JAKARTA - Badan Pelaksana Otorita Labuan Bajo Flores (BPOLBF) bersama stakeholder mengevaluasi mahalnya tarif kamar hotel di kawasan Destinasi Pariwisata Super Prioritas (DPSP) Labuan Bajo, Nusa Tenggara Timur (NTT).

Direktur Utama BPOLBF, Shana Fatina mengatakan pihaknya yang merupakan satuan tugas di bawah Kementerian Pariwisata dan Ekonomi Kreatif (Kemenparekraf) akan memberikan penjelasan isu yang berkembang di kalangan wisatawan akhir ini terkait harga hotel yang mahal di Labuan Bajo. Dimana saat ini pihaknya tengah melakukan upaya evaluasi.

"Kami sedang terus berupaya untuk meningkatkan kualitas hotel yang ada di Labuan Bajo agar dapat memenuhi standar pelayanan sesuai dengan kelasnya," kata Shana dalam keterangan tertulisnya, Minggu (6/3).

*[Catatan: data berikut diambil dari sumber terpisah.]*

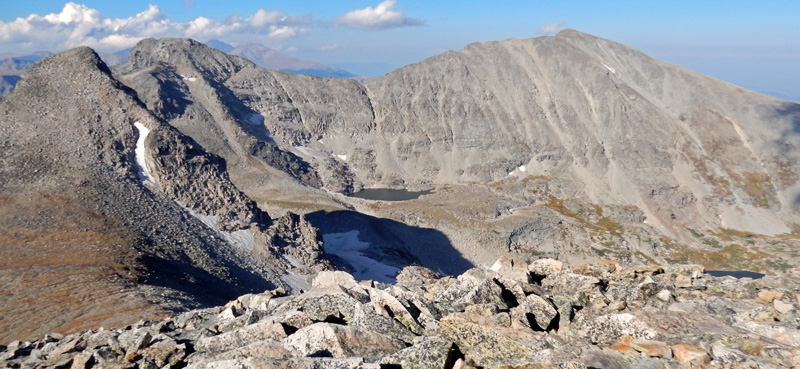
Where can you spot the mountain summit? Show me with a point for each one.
(174, 180)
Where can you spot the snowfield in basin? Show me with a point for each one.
(348, 247)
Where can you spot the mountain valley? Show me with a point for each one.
(186, 177)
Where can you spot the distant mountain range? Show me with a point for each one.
(12, 65)
(186, 176)
(271, 59)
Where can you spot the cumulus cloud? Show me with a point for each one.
(78, 25)
(551, 28)
(382, 16)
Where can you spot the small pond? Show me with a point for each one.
(735, 273)
(387, 194)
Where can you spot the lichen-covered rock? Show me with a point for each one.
(535, 312)
(333, 340)
(427, 353)
(490, 345)
(243, 336)
(505, 323)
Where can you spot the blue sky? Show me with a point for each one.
(755, 44)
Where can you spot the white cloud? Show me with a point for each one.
(551, 28)
(78, 25)
(380, 17)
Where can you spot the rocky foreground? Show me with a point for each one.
(509, 316)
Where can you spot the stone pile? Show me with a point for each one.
(511, 315)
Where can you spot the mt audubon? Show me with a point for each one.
(153, 182)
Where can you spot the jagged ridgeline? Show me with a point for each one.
(146, 189)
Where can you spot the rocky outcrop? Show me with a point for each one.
(85, 230)
(602, 315)
(585, 148)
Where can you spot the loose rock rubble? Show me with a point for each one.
(513, 315)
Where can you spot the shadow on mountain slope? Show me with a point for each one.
(395, 243)
(791, 112)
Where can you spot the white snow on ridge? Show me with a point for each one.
(139, 153)
(348, 247)
(302, 150)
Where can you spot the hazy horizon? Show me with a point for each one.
(753, 45)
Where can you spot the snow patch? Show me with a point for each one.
(348, 247)
(302, 150)
(139, 154)
(256, 119)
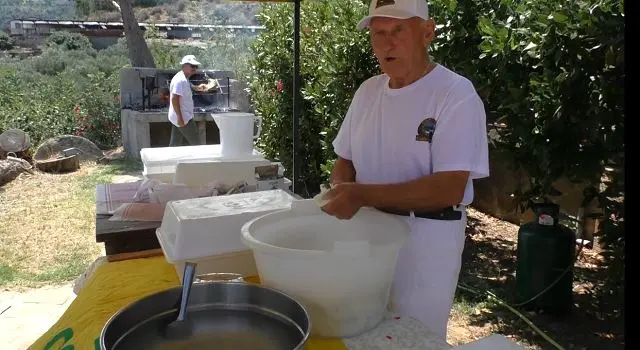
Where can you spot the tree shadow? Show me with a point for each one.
(595, 322)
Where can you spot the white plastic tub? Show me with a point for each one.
(341, 270)
(208, 230)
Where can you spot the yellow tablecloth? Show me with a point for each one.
(111, 287)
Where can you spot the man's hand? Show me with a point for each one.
(200, 88)
(343, 200)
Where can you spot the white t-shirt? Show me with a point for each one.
(435, 124)
(181, 86)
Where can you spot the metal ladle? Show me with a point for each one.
(181, 327)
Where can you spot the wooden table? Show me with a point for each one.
(124, 239)
(126, 236)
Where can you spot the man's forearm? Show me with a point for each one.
(428, 193)
(343, 171)
(176, 107)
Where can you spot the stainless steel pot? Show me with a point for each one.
(224, 315)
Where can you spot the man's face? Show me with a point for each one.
(189, 69)
(400, 43)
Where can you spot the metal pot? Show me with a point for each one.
(224, 315)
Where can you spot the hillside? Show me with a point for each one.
(173, 11)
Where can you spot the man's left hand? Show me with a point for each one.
(343, 201)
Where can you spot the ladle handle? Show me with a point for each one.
(187, 281)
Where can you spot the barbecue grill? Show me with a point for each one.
(144, 102)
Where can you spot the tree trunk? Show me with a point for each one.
(139, 53)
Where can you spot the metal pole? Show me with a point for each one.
(297, 98)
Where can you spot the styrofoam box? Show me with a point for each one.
(162, 160)
(204, 229)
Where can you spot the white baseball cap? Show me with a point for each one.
(189, 59)
(401, 9)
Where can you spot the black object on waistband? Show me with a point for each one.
(447, 214)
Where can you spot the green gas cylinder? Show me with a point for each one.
(544, 265)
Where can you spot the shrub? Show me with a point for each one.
(335, 60)
(551, 72)
(6, 42)
(68, 41)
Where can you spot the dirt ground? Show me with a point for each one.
(489, 262)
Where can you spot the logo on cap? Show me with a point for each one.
(381, 3)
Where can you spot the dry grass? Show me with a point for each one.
(488, 265)
(47, 230)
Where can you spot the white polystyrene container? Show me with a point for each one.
(202, 229)
(201, 173)
(160, 162)
(341, 270)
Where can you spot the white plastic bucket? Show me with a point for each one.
(341, 270)
(237, 133)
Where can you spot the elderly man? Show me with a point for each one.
(181, 104)
(411, 143)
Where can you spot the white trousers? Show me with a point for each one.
(427, 272)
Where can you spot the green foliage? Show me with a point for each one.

Menanggapi berbagai isu yang berkembang termasuk perbandingan dengan kondisi di Bali dimana harga hotel di pulau dewata cenderung turun harga, namun di Labuan Bajo justru tetap stabil bahkan cenderung mahal, ia menjelaskan bahwa ada perbedaan standar biaya operasional antar-wilayah.

Menurut Shana, biaya operasional hotel di Labuan bajo memang lebih tinggi karena masih banyak produk atau material pendukung yang diambil atau harus didatangkan dari daerah lain.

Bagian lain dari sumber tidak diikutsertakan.